Pendant la fusillade des incidents se produisaient près de là, derrière l’immeuble des PTT, rue Alfred Lelluch. Deux journalistes ont failli en être les victimes. Il s’agit de MM. D’ESTAINVILLE Charles, journaliste à Paris Match et Daniel CAMUS photographe au même journal. Ces reporters qui venaient de l’hôtel ALETTI, avaient l’intention de se rendre au début de la rue d’Isly. Ils ont abandonné leur véhicule rue Cavaignac et empruntaient à pieds la rue Alfred Lelluch au moment de la fusillade. Ils ont vu alors les tirailleurs placés derrière les camions du barrage de cette rue Lelluch, près du Plateau des Glières, se disperser sans ordre dans la rue Lelluch et dans les rues transversales. En tirant des rafales d’armes automatiques en direction des balcons manifestement vides. Menacés, les deux reporters ont dû se placer contre une entrée d’immeuble et ne plus faire un geste jusqu’à la fin de la fusillade de la rue d’Isly. Les officiers couraient après les soldats, arrachaient les chargeurs des armes et tentaient de rétablir l’ordre.

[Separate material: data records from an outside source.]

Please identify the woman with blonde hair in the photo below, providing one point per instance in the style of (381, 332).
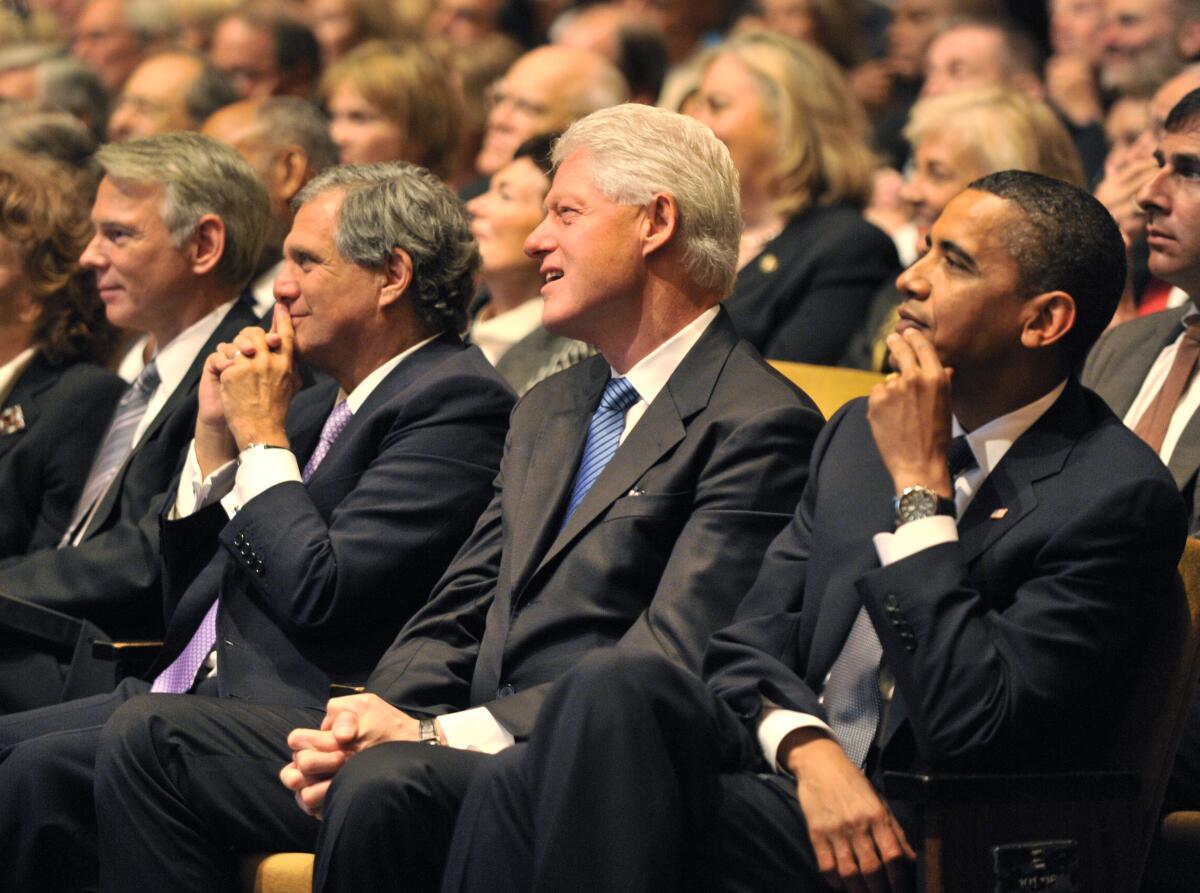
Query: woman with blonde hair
(957, 138)
(809, 263)
(393, 101)
(55, 396)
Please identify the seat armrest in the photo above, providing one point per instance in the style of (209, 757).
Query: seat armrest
(945, 787)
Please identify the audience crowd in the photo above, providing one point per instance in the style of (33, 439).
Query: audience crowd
(391, 382)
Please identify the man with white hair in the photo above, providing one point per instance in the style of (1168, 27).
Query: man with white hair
(635, 499)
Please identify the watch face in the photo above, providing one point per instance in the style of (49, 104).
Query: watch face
(916, 503)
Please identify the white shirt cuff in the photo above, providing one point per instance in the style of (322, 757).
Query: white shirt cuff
(196, 493)
(475, 730)
(915, 537)
(777, 724)
(259, 469)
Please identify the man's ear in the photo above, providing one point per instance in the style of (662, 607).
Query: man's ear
(207, 244)
(399, 275)
(1050, 316)
(660, 222)
(289, 168)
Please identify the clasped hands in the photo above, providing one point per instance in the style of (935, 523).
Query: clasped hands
(352, 724)
(245, 390)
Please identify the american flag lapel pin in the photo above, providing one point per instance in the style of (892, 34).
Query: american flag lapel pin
(12, 420)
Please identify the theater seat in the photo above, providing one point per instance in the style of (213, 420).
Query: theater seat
(277, 873)
(1089, 831)
(829, 387)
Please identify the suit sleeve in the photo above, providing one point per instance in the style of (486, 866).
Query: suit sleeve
(375, 556)
(983, 684)
(743, 497)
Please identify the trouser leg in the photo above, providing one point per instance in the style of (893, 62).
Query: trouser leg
(389, 815)
(186, 785)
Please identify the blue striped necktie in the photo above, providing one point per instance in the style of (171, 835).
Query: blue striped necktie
(115, 448)
(604, 436)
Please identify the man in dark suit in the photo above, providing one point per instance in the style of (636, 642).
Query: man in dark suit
(288, 577)
(936, 603)
(645, 553)
(180, 222)
(1146, 369)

Aucun témoin, aucun journaliste n’a perçu la moindre détonation avant le déclenchement du feu par le barrage en question. Les auditions des concierges d’immeubles démontrent qu’aucun militaire, qu’aucun civil n’occupait une terrasse avant ou pendant la fusillade. Après cette dernière, plusieurs soldats se sont rendus sur la terrasse de l’immeuble de l’Agence H. Ils ont observé la rue un instant, puis, sans explications sont descendus. Les témoins, dont certains, se trouvaient dans les couloirs de la rue d’Isly, au niveau même du barrage, signalent l’impuissance des gradés, à faire couper le feu, malgré les appels réitérés. Une bande magnétique saisie semble confirmer ces déclarations. Elle a été enregistrée par les techniciens d’Europe n°1.